Former CFL coach and WWII vet Marv Levy would like a word…
“Though he was known to use historical examples to inspire his teams, Levy corrected those who used war and combat metaphors to describe football games by telling them that he actually fought in a war and that football and war were in no way comparable.Referring to the Super Bowl, he once said “This is not a must-win; World War II was a must-win””
It has long been our local tradition that poppies are worn only until after the conclusion of the cenotaph service, or, more accurately, until one arrives home after the service. Recognized exceptions are those who had served in the forces, or members of the family of a ‘fallen’ soldier.
So, I was quite surprised to read that the Legion policy is that this is a matter of personal choice, with some choosing to wear the poppy throughout the day on November 11th. Since that is the case, I believe that I too will wear my poppy at the game, as my travel time to the stadium will prevent me from attending our local cenotaph service. Personally, I feel a little red on our black clothing will make for a very suitable emblem marking the 100th Anniversary of the Armistice.
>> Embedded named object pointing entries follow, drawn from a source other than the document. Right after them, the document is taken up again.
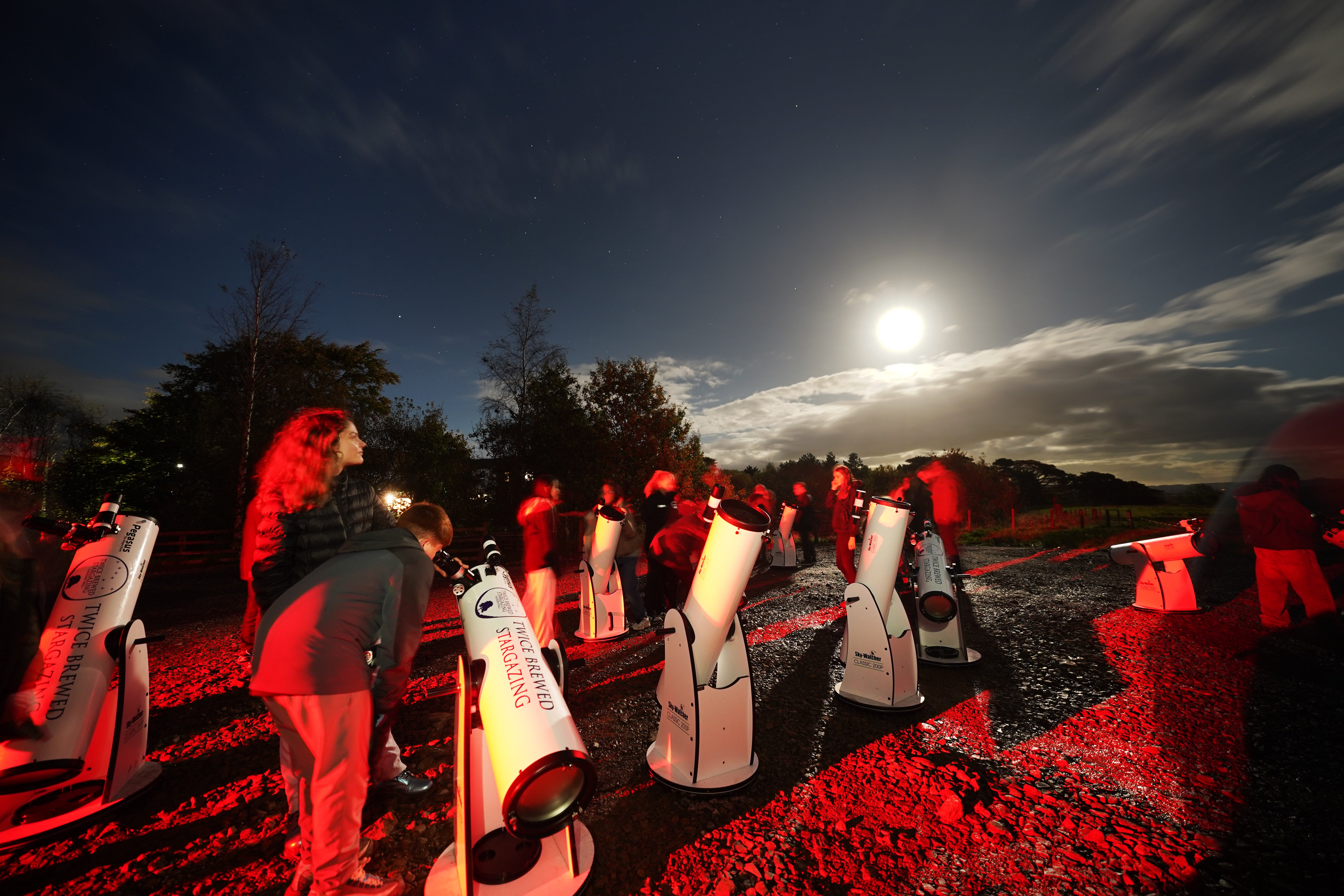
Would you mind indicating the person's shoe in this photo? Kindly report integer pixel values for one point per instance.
(404, 785)
(366, 885)
(302, 882)
(294, 840)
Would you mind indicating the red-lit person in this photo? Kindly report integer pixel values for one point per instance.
(1284, 535)
(310, 667)
(538, 518)
(627, 553)
(307, 507)
(950, 510)
(806, 524)
(841, 500)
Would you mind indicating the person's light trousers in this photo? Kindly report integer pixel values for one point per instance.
(1276, 570)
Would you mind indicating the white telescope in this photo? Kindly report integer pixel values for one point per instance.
(705, 731)
(522, 772)
(92, 750)
(937, 606)
(783, 550)
(601, 600)
(1165, 585)
(881, 667)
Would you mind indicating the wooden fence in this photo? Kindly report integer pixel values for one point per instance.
(186, 551)
(216, 549)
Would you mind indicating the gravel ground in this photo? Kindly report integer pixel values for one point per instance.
(1096, 750)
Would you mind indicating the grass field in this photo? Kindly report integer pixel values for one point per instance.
(1040, 528)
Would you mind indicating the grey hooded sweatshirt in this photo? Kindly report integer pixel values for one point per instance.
(370, 597)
I've tried to start a tradition with my son (he's 5 now), that we go to Woodland Cemetery and walk through each row of markers, and then pause at 11:00. Which is usually marked by the flyby of the Lancaster. Eventually we make our way to the cenotaph, and we remove our poppies and leave them there after we pause for another minute or so.
Blitzkrieg was effective because Germany was the first nation to recognize the importance of tanks and how to use them (at full speed, massed up, racing ahead unsupported by other types of forces, then encircle and mop-up with air and ground troops).
I don’t know how that relates in any way to football. Now I’m going to be thinking about this for weeks.
I think this is a small, but immensely meaningful gesture. Kudos to the CFL and the teams. As to BC fans being upset with the timing of the game, all of us who ‘commute’ to the game are similarly affected. Besides, they have the luxury of PVR, we won’t.